Es mucho más ambicioso que el plan de la administración Obama de reducir las emisiones de Estados Unidos en un 26-28% para 2025, sin importar el objetivo de Beijing de alcanzar un “pico” de emisiones chinas para 2030.
Al revelar el compromiso en la ONU el domingo, la presidenta de Brasil, Dilma Rousseff, dijo que su país estaba "contribuyendo de manera decisiva" a la lucha global contra el caos climático.
Solo hay un problema con el plan de Brasil: depende en gran medida de la energía hidroeléctrica de las represas en el Amazonas, que según algunos expertos independientes tienen enormes emisiones de gases de efecto invernadero que los funcionarios no reconocen.
Rousseff dijo que Brasil reemplazará cada vez más los combustibles fósiles con energía eólica y solar, mientras mantiene el 66% de su creciente generación de electricidad a partir de energía hidroeléctrica. Su administración planea poner en funcionamiento 12 nuevas megapresas en el Amazonas para 2024.
El gobierno brasileño desvía la atención del controvertido impacto de las represas en la biodiversidad y en las comunidades indígenas que desarraigan, al afirmar que tienen una huella de carbono insignificante.
“No emite gases de efecto invernadero”, insistió Rousseff al inaugurar una presa en la selva. "Eso significa que tenemos un proyecto de energía renovable".
Philip Fearnside, profesor estadounidense del Instituto Nacional de Investigación Amazónica de Brasil, que ha pasado décadas estudiando el problema, dice que esto no es cierto.
“El hecho de que estén enfatizando la energía hidroeléctrica es muy preocupante”, dijo a VICE News. "Estas represas tienen enormes impactos de carbono".
El problema proviene de los miles de kilómetros cuadrados de selva tropical no despejada inundada por los embalses de la presa. A medida que la vegetación se pudre, emite cantidades masivas de gases de efecto invernadero que son ignorados por los planificadores de represas y los funcionarios gubernamentales que no los incluyen en sus cálculos de emisiones nacionales.

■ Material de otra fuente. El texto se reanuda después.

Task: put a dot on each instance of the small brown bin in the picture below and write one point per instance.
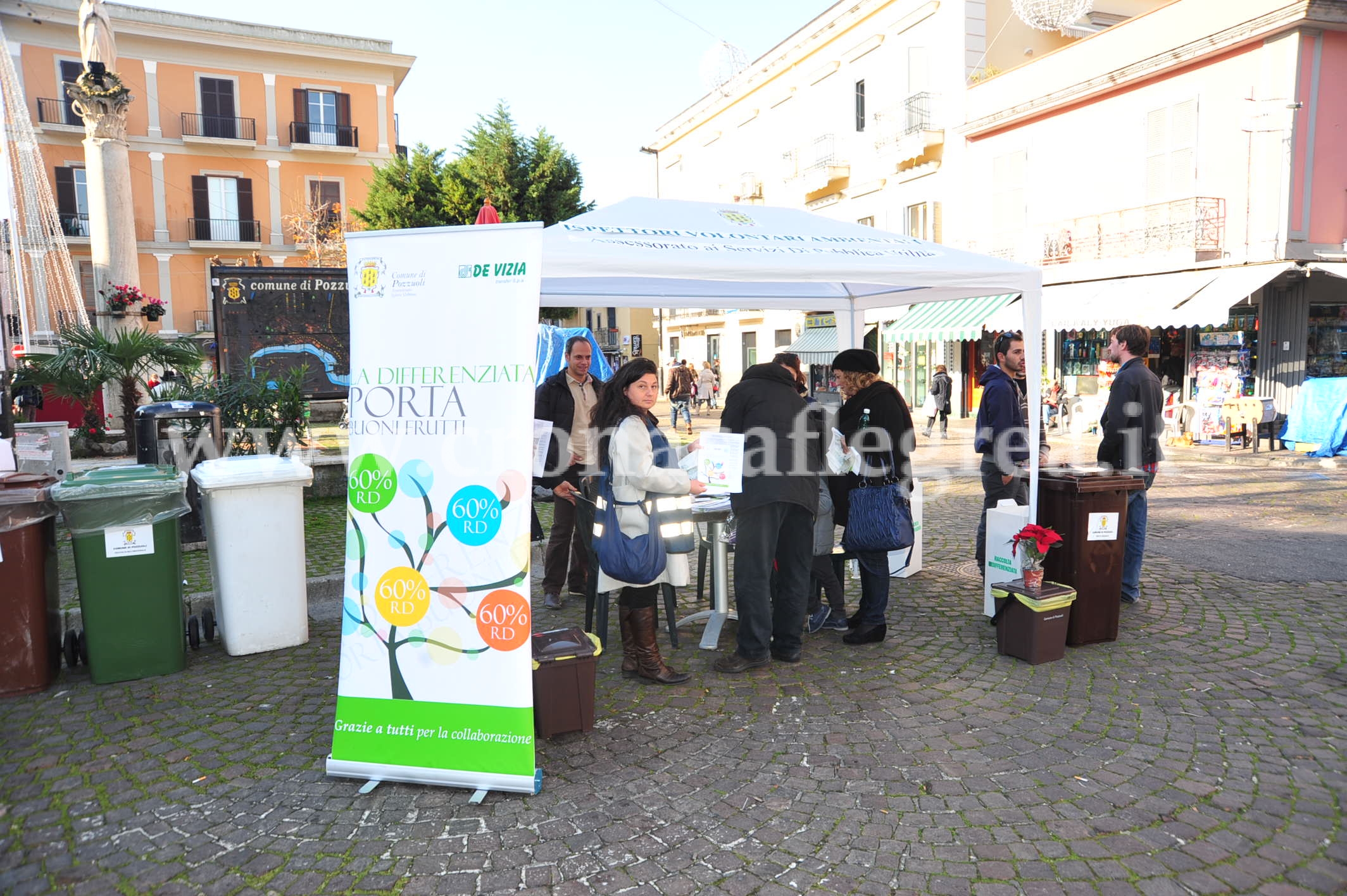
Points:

Los troncos muertos sobre el agua liberan dióxido de carbono, la principal causa de la crisis climática, pero lo que sucede debajo de la superficie puede ser peor. En el fondo de los embalses, la selva muerta emite metano a medida que se descompone en condiciones anaeróbicas. El efecto invernadero del metano es hasta 36 veces más potente que el del dióxido de carbono.
Los números son complicados y dependen de las condiciones específicas de cada presa. Fearnside ha calculado que una presa amazónica existente, Tucurui, tiene una huella de carbono mayor que Sao Paulo, la novena ciudad más grande del mundo.
Mientras tanto, el controvertido complejo de represas Belo Monte de 22 millones de dólares, actualmente en construcción, emitirá 11.2 millones de toneladas de carbono por año, dijo Fearnside. El científico dijo que tomará 41 años para que las emisiones del complejo finalmente caigan por debajo de las de una planta de energía de combustibles fósiles de capacidad equivalente.
Las emisiones de muchas, pero no todas, las represas caen en un período de años o décadas. Pero el pico inicial cae exactamente dentro de la breve ventana que los científicos dicen que los humanos tienen para reducir drásticamente la huella de carbono del mundo para evitar un cambio climático catastrófico.
Paulo Barreto, un ingeniero forestal de Imazon, un grupo de expertos brasileño que se especializa en la conservación de la Amazonía, dijo que poner nuevas carreteras a través de la selva virgen para construir las presas también atraerá migrantes económicos y alentará el asentamiento en la frontera de la selva. Esto, dijo, significa que las represas provocan indirectamente más deforestación, y cada acre perdido libera hasta 150 toneladas de carbono a la atmósfera.
“Brasil necesita pensar más sobre los impactos del cambio climático en Brasil, en lugar de simplemente cumplir con nuestras obligaciones climáticas internacionales”, dijo Barreto.
Los activistas dicen que un acuerdo sólido en París que comprometa a las grandes naciones a reducir drásticamente sus emisiones de gases de efecto invernadero puede ser nuestra última oportunidad para evitar una catástrofe.
“Brasil está incorporando estas represas a la combinación energética, sin siquiera mirar sus huellas de carbono”, dijo Brent Millikin, director del programa Amazonas con sede en Brasil para International Rivers, un grupo ambientalista estadounidense. “Las represas son un desastre desde cualquier punto de vista”.